In fact, if there was bad blood, why would the lone buyer for Mike Cameron be those selfsame Yankees? It couldn't happen. At least, until today. Today comes with bad blood. The bad blood from when you realize that the person you are dealing with is simply irrational. Like the time you tried to engage a youtube commenter in debate. Only on a grander scale.
You know the rumor. Mike Cameron for Melky Cabrera. Straight up? This is nothing but a joke right now. Melky was awful last season, and Mike Cameron is still the above average Mike Cameron in the days of old. So, the Brewers are asking for another prospect. Their dream? Something in a Phillip Hughes. The player Hank Steinbrenner is allowing to be added? Kei Igawa or some such nonsense.
(Note: I didn't actually know that was true when I wrote that last sentence, Hank Steinbrenner must have learned his negotiationary tactics from a bad fantasy football GM.)
Now, this is an area of compromise. Ian Kennedy seems a happy medium (as he at this point has had no Big League success). I am sure a Cameron for Cabrera and Kennedy can get done. But for one little thing.

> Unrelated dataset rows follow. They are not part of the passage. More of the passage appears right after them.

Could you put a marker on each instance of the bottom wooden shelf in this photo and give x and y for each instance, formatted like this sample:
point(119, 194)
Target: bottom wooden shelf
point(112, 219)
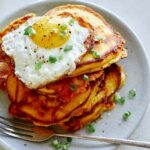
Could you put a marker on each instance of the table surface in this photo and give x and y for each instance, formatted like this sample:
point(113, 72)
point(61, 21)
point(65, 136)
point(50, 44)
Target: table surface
point(136, 14)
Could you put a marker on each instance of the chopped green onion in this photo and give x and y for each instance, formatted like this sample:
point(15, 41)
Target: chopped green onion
point(126, 115)
point(68, 48)
point(71, 21)
point(63, 26)
point(69, 139)
point(29, 31)
point(63, 34)
point(65, 146)
point(95, 54)
point(73, 87)
point(132, 93)
point(122, 100)
point(117, 97)
point(57, 145)
point(54, 30)
point(52, 59)
point(85, 77)
point(60, 57)
point(99, 38)
point(90, 128)
point(38, 65)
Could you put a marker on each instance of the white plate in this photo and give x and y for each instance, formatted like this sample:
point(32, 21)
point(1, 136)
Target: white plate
point(135, 65)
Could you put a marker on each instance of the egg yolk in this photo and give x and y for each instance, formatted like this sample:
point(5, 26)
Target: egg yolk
point(49, 34)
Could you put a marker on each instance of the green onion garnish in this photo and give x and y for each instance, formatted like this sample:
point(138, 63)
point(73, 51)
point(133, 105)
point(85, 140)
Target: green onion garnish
point(95, 54)
point(126, 115)
point(38, 65)
point(73, 87)
point(117, 97)
point(56, 144)
point(85, 77)
point(132, 93)
point(90, 128)
point(65, 146)
point(63, 26)
point(63, 34)
point(122, 100)
point(71, 21)
point(52, 59)
point(68, 48)
point(99, 38)
point(61, 57)
point(29, 31)
point(69, 139)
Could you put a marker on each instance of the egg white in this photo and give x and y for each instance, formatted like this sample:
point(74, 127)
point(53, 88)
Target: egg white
point(26, 53)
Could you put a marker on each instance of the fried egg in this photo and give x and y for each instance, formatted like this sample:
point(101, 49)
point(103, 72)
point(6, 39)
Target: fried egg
point(45, 48)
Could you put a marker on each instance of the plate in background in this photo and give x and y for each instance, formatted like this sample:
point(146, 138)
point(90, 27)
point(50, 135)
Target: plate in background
point(135, 65)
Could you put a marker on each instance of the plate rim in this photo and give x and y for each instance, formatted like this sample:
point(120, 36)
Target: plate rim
point(92, 4)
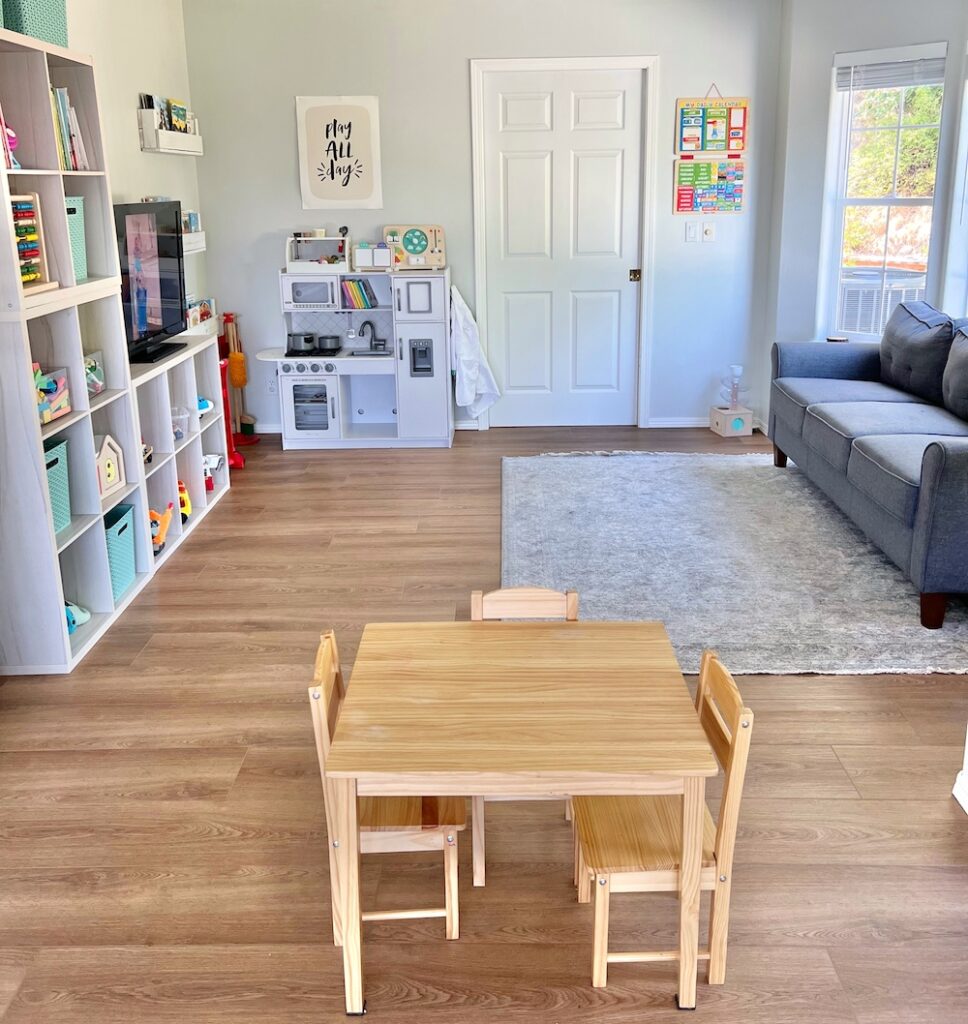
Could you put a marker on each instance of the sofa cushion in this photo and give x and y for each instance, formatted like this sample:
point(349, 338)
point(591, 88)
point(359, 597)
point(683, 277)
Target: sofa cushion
point(914, 349)
point(829, 428)
point(887, 469)
point(955, 381)
point(792, 395)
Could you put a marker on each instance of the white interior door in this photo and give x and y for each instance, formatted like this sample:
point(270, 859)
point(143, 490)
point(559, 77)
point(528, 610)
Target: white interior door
point(562, 200)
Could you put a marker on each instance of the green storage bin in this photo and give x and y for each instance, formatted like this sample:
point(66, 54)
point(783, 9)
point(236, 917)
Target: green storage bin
point(119, 527)
point(58, 482)
point(75, 207)
point(45, 19)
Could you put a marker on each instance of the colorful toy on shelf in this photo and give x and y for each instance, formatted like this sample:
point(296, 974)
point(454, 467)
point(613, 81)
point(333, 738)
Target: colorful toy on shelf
point(94, 374)
point(160, 521)
point(76, 615)
point(110, 461)
point(184, 502)
point(53, 395)
point(28, 226)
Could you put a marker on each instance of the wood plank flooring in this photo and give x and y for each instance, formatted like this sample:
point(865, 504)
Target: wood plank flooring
point(162, 852)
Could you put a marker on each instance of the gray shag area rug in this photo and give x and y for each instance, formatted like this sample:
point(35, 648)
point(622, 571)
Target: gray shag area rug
point(729, 553)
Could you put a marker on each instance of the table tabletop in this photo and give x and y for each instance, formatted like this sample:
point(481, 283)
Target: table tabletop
point(499, 707)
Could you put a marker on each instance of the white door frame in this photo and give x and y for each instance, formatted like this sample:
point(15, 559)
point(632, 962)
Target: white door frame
point(649, 68)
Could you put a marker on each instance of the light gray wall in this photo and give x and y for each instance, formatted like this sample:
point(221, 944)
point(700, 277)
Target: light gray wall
point(138, 46)
point(249, 59)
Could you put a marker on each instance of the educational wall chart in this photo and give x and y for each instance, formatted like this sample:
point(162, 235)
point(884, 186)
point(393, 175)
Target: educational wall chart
point(705, 186)
point(711, 125)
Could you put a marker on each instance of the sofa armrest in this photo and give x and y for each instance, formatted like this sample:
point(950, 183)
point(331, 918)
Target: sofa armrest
point(939, 551)
point(850, 361)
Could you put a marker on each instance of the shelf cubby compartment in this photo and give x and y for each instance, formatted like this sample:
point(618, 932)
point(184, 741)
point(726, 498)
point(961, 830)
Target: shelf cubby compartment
point(55, 344)
point(117, 420)
point(188, 468)
point(79, 81)
point(99, 238)
point(86, 581)
point(154, 401)
point(25, 97)
point(163, 487)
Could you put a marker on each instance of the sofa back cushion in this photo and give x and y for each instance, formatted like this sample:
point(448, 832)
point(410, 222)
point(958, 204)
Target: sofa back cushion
point(955, 381)
point(915, 348)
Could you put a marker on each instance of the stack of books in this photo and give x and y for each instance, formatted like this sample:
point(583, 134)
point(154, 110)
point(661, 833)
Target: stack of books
point(71, 147)
point(359, 295)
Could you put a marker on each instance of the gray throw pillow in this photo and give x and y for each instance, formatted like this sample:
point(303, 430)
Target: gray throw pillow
point(914, 349)
point(955, 384)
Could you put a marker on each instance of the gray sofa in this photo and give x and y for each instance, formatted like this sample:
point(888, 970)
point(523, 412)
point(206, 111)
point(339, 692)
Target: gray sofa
point(883, 431)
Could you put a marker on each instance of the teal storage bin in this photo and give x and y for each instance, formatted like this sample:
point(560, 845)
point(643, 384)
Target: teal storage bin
point(45, 19)
point(58, 482)
point(75, 207)
point(119, 526)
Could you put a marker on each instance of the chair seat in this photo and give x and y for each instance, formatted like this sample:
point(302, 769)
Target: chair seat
point(636, 834)
point(412, 813)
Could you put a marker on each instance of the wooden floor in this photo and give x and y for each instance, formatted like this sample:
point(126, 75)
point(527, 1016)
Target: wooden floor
point(162, 853)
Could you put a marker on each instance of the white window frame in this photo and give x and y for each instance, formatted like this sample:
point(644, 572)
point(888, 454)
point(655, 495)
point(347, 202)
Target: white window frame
point(838, 152)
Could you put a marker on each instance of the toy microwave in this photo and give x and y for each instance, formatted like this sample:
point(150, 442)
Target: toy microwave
point(416, 247)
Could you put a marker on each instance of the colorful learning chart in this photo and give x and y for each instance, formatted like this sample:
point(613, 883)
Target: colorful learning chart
point(714, 125)
point(704, 186)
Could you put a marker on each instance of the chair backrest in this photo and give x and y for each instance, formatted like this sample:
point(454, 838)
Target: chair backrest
point(326, 697)
point(523, 602)
point(728, 726)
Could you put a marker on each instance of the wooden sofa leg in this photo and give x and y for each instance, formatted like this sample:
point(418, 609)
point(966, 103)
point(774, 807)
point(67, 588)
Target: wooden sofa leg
point(933, 607)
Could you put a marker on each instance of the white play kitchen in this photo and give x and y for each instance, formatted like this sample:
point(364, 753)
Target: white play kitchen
point(367, 361)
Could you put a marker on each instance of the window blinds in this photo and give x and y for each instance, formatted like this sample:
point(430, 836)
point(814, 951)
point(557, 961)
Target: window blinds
point(891, 75)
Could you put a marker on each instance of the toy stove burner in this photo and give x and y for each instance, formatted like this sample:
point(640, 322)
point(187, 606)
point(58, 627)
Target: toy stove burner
point(317, 352)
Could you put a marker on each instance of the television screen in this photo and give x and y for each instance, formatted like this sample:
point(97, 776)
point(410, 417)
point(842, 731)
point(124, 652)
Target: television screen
point(152, 276)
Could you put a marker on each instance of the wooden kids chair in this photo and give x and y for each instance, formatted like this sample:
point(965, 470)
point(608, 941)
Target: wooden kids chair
point(514, 602)
point(632, 844)
point(387, 824)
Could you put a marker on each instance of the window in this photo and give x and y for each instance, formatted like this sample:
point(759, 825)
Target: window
point(888, 127)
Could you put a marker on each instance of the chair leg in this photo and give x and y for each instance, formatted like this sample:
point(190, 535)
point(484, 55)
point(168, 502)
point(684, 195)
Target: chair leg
point(584, 880)
point(718, 932)
point(477, 823)
point(600, 939)
point(451, 897)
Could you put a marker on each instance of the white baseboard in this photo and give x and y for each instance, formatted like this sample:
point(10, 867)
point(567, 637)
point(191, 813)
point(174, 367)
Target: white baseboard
point(960, 793)
point(682, 421)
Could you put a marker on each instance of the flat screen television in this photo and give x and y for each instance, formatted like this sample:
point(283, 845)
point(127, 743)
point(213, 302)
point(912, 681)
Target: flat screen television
point(152, 278)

The Yankees want salary relief.
The Yankees, who are currently after Derek Lowe, A.J. Burnett, Andy Pettite and Ben Sheets, are asking for salary relief on one player whose salary actually makes sense in this new economy. The logic behind this is easy. You make one crack about C.C.'s affinity for the sausage meats and you are done.
But in what sort of a world does Hank Steinbrenner think that a move like that is nothing short of bullshit? You cannot make a move that gives a pitcher the largest contract ever than cry poor? That sort of logic may work in the Halls of Congress, but it's nothing more than wasted breath here.
Fiscal responsibility only goes so far when you are trying for a rotation of four free agents and Joba. A flaky personality only works well when you're trying to bring a positive force into the world. You are not going to find a desperate GM here. Above average does not come cheap everywhere you go.
In closing, while Hank Steinbrenner may want to damn the man, if Doug Melvin stays strong, he can save the fiefdom.